IBM, Project CodeNet’in, kaynaktan kaynağa çeviri ve eski kod tabanlarının modern kod dillerine geçirme becerileri ile işletmelerin yapay zeka uygulamalarını hızlandırmalarına yardımcı olacağına inanıyor.
Mono2Micro, buluta geçişte yaşanan sıkıntıları ortadan kaldırıyor: IBM, WebSphere Hybrid Edition’a, işletmelerin uygulamalarını hibrit buluta göre optimize etmelerini ve modernleştirmelerini sağlayan yeni bir yetenek ekledi. IBM Mono2Micro, büyük kurumsal uygulamaları analiz etmek ve bunların buluta taşınması için en iyi şekilde nasıl uyarlanacağı konusunda önerilerde bulunmak amacıyla; IBM Research tarafından geliştirilen yapay zekayı kullanıyor. Bu çözüm, hataya açık bir süreci basitleştirip hızlandırarak maliyetleri düşürebiliyor ve yatırım getirisini en üst düzeye çıkarabiliyor.

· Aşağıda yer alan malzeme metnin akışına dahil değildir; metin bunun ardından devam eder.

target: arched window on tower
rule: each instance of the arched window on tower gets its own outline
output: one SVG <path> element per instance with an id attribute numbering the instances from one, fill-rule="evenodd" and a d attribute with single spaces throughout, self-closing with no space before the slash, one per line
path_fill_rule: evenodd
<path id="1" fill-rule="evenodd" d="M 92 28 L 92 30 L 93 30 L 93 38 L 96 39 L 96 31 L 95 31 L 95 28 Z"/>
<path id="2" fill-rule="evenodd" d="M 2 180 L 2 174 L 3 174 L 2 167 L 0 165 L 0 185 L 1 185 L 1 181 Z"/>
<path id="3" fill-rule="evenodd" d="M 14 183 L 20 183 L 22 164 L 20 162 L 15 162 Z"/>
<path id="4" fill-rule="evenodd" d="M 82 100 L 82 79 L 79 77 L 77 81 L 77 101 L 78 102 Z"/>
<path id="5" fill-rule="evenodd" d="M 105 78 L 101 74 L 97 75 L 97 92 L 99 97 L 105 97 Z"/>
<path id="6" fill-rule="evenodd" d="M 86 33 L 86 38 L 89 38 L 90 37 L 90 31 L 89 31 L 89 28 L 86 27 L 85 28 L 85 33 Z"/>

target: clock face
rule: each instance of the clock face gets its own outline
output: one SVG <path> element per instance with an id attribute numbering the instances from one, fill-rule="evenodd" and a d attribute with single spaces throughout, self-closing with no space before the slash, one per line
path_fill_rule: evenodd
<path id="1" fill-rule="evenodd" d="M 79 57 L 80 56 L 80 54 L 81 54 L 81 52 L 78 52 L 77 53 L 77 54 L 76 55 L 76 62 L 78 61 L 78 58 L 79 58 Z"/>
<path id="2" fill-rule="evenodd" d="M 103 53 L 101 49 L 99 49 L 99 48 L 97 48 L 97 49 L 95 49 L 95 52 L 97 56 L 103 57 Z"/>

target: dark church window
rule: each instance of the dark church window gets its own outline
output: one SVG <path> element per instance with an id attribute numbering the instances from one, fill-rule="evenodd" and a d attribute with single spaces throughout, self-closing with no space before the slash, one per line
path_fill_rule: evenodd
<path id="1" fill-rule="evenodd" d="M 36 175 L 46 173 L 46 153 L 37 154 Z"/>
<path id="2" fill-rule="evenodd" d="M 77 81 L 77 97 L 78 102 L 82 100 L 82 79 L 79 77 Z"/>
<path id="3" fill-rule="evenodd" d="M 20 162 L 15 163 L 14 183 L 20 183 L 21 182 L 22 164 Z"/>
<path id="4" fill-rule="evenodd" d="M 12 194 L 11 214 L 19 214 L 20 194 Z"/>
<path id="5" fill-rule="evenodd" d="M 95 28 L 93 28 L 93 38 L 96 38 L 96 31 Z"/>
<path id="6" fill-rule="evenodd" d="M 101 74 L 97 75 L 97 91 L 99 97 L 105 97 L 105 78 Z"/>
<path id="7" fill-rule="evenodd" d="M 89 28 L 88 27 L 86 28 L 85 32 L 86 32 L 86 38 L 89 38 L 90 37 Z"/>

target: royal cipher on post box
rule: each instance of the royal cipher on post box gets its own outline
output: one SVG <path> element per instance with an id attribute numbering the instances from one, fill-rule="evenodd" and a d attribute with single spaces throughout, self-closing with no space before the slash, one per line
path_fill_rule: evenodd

IBM, ortak ekosistemine yatırımlarını sürdürüyor
Ortakların başarılarını artırmaya yönelik yeni avantajlar: IBM, ortak ekosistemini desteklemek için gerçekleştirdiği 1 milyar dolarlık yatırımlarının bir parçası olarak; ortaklarının gittikçe daha rekabetçi hale gelen pazarda başarılı olmalarını sağlamak üzere sunduğu yeni yetkinlikler, beceri eğitimleri ve avantajları açıkladı. Firma; ekosistem ortaklarıyla ilgili yatırımlarını artırmak için Cloud Engagement Fund (CEF – Bulut Katılım Fonu) adıyle bir fon kurdu. Bu fon, müşteri iş yüklerini hibrit bulut ortamlarına geçirmeye yardımcı olmak amacıyla ortaklar için önemli teknik kaynaklar ve bulut kredileri yoluyla yatırım sağlıyor.
CEF’in ortakların ölçeklenmesine nasıl yardımcı olduğuna örnek olarak IBM’in Siemens Digital Industries Softwareile yaptığı iş birliğinigöstermek mümkün. Bu ortak girişim sayesinde IBM Siemens’e; endüstriyel hizmet olarak sunulan MindSphere’in esnekliğini artırmak için, Red Hat OpenShift üzerine kurulu açık hibrit bulut yaklaşımını uygulayacak.
IBM, Kuantum Bilişimi Günlük Hayata Bir Adım Daha Yaklaştırıyor
Qiskit Runtime yazılımı, kuantum devre işleme hızını 120 kat artırıyor: IBM, Qiskit Runtime sayesinde geliştiricilerin kuantum yazılımlarını daha hızlı ve daha kolay kullanmalarını sağlıyor. Bu yazılım kodun büyük bir bölümünü kullanıcı bilgisayarında çalıştırmak yerine, hibrit bulutta tutuyor. Bu özellik, yazılım ve işlemci performansındaki iyileştirmelerle birlikte Qiskit Runtime; kuantum devre hızlarının 120 kat artmasını sağlıyor. IBM tarafından geliştirilen ve açık kaynaklı bir kuantum bilişim çerçevesi olan Qiskit, kuantum bilişimi herkes için erişilebilir hale getirmeyi amaçlıyor. IBM, Qiskit Runtime yazılımını kullanıma sunarak kuantum sistemlerinin, kimyasal modelleme ve finansal risk analizi gibi karmaşık hesaplamaları birkaç hafta yerine saatler içinde yürütebilmesine olanak tanıyor.
IBM, yazılımın gücünü ortaya koymak amacıyla kısa bir süre önce lityum hidrür molekülünün, bir kuantum cihazı üzerinde nasıl modellendiğini gösterdi. 45 gün süren bu işlem yeni gelişmelerle 9 saate indirgendi. Bu tür bir ilerleme, kuantum hesaplamasının yeni kullanım senaryoları için ölçeklenebilmesi açısından büyük önem taşıyor.